Innovia Films, a global producer of differentiated specialty biaxially oriented polypropylene (BOPP), is also offering sustainable packaging solutions. In 2018, it introduced Encore, a range of recyclable films. One of the films in the range incorporates a bio-based raw material that reduces the use of fossil-based packaging and the carbon footprint, and another aids the circular economy by using a chemically recycled polymer.

The Encore films are certified ISCC PLUS, a global sustainability certification system. According to the Innovia, the sustainable films have the same properties as the equivalent fossil-based BOPP film, including high clarity and gloss, high stiffness and printability.

To reduce carbon emissions and product waste, conserve resources and move to a circular economy, Innovia has been using Lifecycle Analysis to measure the benefit of product changes. “If packaging does not provide a functional benefit, it should be removed, regardless of the material selected,” says Alicia Crane, product manager at Innovia. “If it adds additional barrier benefits to increase shelf life and reduce waste and thus carbon emissions and product tracking, every effort should be made to reduce the weight of the packaging material required and make sure that it can be recycled into as near a closed-loop application as possible.”

Photo: Innovia

Make it Circular

For organic products, one of the packaging’s key functions is to provide a barrier against undesired elements. On top of requiring oxygen and flavor barriers like most food products, tobacco products traditionally have required a tropical vapor barrier, and the material must meet regulatory requirements. Depending on formulation and coating, the Encore range provides good moisture barrier and excellent functionality on high-speed machines, according to Innovia. In addition, the films require little energy and carbon during production, and they are able to be recycled effectively many times without suffering a degradation of their properties.

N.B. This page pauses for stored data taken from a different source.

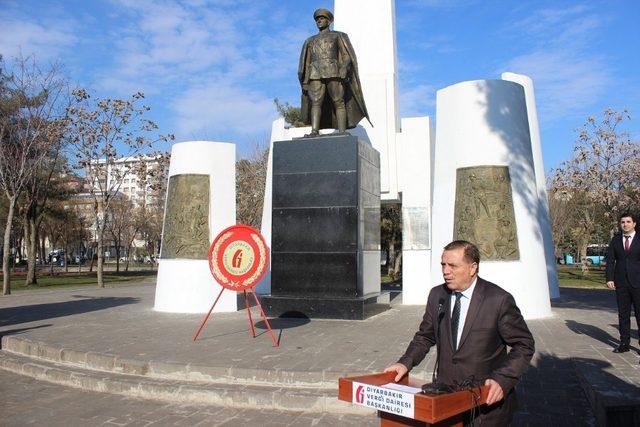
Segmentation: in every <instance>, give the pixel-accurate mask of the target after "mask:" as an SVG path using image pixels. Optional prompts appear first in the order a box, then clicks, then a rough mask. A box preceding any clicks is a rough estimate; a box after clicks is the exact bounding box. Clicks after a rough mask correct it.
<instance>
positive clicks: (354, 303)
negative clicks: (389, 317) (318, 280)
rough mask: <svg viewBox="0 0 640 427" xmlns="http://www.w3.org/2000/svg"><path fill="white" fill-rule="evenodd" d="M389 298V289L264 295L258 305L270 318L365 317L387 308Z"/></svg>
mask: <svg viewBox="0 0 640 427" xmlns="http://www.w3.org/2000/svg"><path fill="white" fill-rule="evenodd" d="M389 300H390V293H389V292H380V293H372V294H368V295H365V296H364V297H353V298H331V297H307V296H274V295H263V296H261V297H260V304H262V308H263V309H264V311H265V313H266V314H267V316H270V317H302V316H306V317H308V318H312V319H344V320H364V319H366V318H368V317H371V316H375V315H376V314H378V313H381V312H383V311H385V310H388V309H389V307H390V305H389Z"/></svg>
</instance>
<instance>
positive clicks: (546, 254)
mask: <svg viewBox="0 0 640 427" xmlns="http://www.w3.org/2000/svg"><path fill="white" fill-rule="evenodd" d="M501 77H502V79H503V80H509V81H512V82H516V83H519V84H521V85H522V87H523V88H524V96H525V99H526V100H527V115H528V116H529V132H530V134H531V152H532V153H533V163H534V169H535V173H536V185H537V186H538V197H539V199H540V205H541V207H542V211H544V212H546V216H544V215H541V216H540V217H539V220H540V229H541V230H542V237H543V239H544V254H545V258H546V261H547V280H548V281H549V294H550V296H551V298H558V297H560V289H559V287H558V271H557V269H556V256H555V251H554V249H553V233H552V231H551V218H550V217H549V201H548V200H547V180H546V179H545V175H544V162H543V161H542V142H541V140H540V127H539V126H538V111H537V109H536V97H535V92H534V91H533V81H532V80H531V78H530V77H528V76H524V75H522V74H515V73H502V76H501Z"/></svg>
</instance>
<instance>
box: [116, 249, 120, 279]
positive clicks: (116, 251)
mask: <svg viewBox="0 0 640 427" xmlns="http://www.w3.org/2000/svg"><path fill="white" fill-rule="evenodd" d="M116 273H120V244H119V243H116Z"/></svg>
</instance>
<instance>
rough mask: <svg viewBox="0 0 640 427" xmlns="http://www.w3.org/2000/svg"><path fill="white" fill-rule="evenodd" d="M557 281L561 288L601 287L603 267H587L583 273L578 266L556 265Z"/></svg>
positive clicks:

The variant based on a bio-based material is bio-circular, according to Crane: “Using ISCC PLUS-certified resins and the mass-balance approach, second-generation feedstock waste from other industries, such as tall oil or used cooking oil, can be used as alternative raw material sources to produce polypropylene resins. Because these raw materials go in at the primary stage of the production process, the ultimate films produced have exactly the same fingerprint as standard films, and all physical and mechanical properties are identical. The film importantly has food contact status. Because of the move from fossil-based sourcing, the material has a reduced carbon impact, which, depending on the percentage switched, can result in carbon-neutral film, cradle to gate.”

The circular product, which follows the same ISCC guidance and mass balance approach, employs raw materials that come from recycled mixed waste plastic by using chemical recycled processing. Tobacco films can be made with up to 90 percent recycled content. The film has the exact same physical and mechanical properties and food contact status, says Crane. “The consumer readily understands that higher levels of recycled materials mean less waste is being disposed of and more valued resources are kept in the economy,” she says. “The demand for recycled content has been significant, being more than the new investment in chemical recycling facilities has been able to deliver. This demand will only increase with new regulations coming into place. Bio circular does not see the same level of pull at present; perhaps the regulation on carbon emissions is behind that on packaging waste.”

Mechanical recycled content, which goes directly into the product, is enjoying considerable interest, she adds. It is another tool to retain valued resources and help build a circular economy.